Testing
The number one best defense against failures and incidents in your cluster is ample testing. This comes in a variety of forms.
Unit tests
Any code that is mission critical and running in a production environment should have ample unit tests, which cover low-level functions in the code. Typically teams should set a minimum required amount of coverage, around 80%. The language chosen may impact this, for example, Python code could require higher coverage because it doesn’t require errors be checked.
Integration Tests
These are higher level, involving at least one external system in their tests. Ideally these should be run automatically, like at the end of a CICD stage, or on a cron schedule.
System Tests
These run in a real live cluster, as similar to production as possible. They involve all of the services, and are tested the same way a user would interact with the system. These can also be called “end to end” (e2e) tests.
I do not recommend going past the beta stage of a product unless system tests exist and are automatically run. Lacking automated system tests is bound to result in production incidents.
Performance Tests
These could be run by JMeter for example. They confirm your system can auto-scale, and can handle the higher traffic levels it might encounter. Pair this with tracing and you can identify bottlenecks in your service easily.
Chaos Testing
We are trying to build a system that is highly available, but this assumes that certain failure modes happen. In practice, they are rare, meaning you don’t learn about them until it happens in production and is a major incident, costing the company millions of dollars. That is why you need something to prove the system’s fault tolerance.
Chaos testing or engineering works by randomly breaking certain aspects, components, or connections of your service. For example, it might terminate a node, virtual machine, or a single replica in your cluster. It might block connections to some external service for a period of time.
If your cluster really is fault tolerant, it should just recover by itself with no intervention. If not, at least you know about it now, before it really impacts anybody.
Migration Testing
This is not really a “thing” you would read or hear about if you searched for software testing methods. I want to call out, that changing your APIs and/or data involves risk. Often times, a developer is only thinking about the end state of their software, and not how to get there in the first place. In other words, they are not thinking about backwards compatibility.
For example, you may have two services and one table they both use. A developer may decide to add a new field in the table, and update both of the services to use that. Whenever a new record is created, that new field will be set.
What the developer didn’t think about is:
- What about all the records that already exist?

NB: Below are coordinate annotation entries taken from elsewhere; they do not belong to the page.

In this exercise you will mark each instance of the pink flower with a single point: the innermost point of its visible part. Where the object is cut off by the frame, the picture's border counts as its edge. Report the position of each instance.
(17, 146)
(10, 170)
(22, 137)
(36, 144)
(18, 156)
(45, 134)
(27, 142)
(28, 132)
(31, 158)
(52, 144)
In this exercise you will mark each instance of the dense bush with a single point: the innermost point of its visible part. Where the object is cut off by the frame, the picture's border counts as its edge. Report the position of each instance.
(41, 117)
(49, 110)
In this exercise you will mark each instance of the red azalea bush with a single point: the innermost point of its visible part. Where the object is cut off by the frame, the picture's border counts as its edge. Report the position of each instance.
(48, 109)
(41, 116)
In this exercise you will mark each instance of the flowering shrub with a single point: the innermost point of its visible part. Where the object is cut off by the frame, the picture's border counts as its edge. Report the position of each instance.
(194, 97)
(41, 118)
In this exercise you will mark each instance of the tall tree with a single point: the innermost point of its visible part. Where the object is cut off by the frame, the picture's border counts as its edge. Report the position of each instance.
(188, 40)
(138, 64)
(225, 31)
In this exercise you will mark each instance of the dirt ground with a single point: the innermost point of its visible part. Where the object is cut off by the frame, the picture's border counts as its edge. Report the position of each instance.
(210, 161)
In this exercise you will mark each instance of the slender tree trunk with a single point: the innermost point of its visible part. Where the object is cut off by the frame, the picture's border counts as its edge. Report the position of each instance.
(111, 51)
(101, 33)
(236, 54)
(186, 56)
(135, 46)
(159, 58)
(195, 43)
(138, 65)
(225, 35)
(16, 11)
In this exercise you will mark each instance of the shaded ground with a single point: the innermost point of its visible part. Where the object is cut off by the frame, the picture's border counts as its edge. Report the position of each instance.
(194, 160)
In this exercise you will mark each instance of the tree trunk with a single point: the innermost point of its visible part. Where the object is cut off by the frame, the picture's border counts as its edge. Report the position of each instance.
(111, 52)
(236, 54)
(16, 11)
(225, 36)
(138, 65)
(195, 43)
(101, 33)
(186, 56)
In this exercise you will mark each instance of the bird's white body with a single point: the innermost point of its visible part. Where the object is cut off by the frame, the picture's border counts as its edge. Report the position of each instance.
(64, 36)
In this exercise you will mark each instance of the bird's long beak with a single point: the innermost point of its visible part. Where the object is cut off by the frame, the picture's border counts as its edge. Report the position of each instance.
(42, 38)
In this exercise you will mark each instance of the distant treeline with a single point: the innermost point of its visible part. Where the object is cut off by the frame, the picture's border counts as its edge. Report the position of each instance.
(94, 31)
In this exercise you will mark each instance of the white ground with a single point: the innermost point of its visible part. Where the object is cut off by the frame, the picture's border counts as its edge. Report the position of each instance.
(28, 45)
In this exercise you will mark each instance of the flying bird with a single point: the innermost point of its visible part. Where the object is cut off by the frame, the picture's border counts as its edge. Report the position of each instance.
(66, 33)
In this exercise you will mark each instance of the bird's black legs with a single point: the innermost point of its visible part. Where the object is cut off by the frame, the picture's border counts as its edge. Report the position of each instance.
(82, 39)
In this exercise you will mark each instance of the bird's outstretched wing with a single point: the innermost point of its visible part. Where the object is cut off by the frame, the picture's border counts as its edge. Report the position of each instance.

- What if one of the services needs to be rolled back?
- What if the database change needs to be rolled back?
So they should make a procedure for how to update all existing records, and how to make the services backwards compatible. They should each be able to function if their peers are rolled back, this is backwards compatibility. You should never be required to deploy data updates and multiple service updates all at once, nor to roll them back all together.
What’s often neglected is that, these procedures need to be tested! and critically, that includes roll back procedures! if they will be done manually, or are one-time procedures. The services each need to be tested with different versions of their peers too.
This is what I am calling “migration testing”.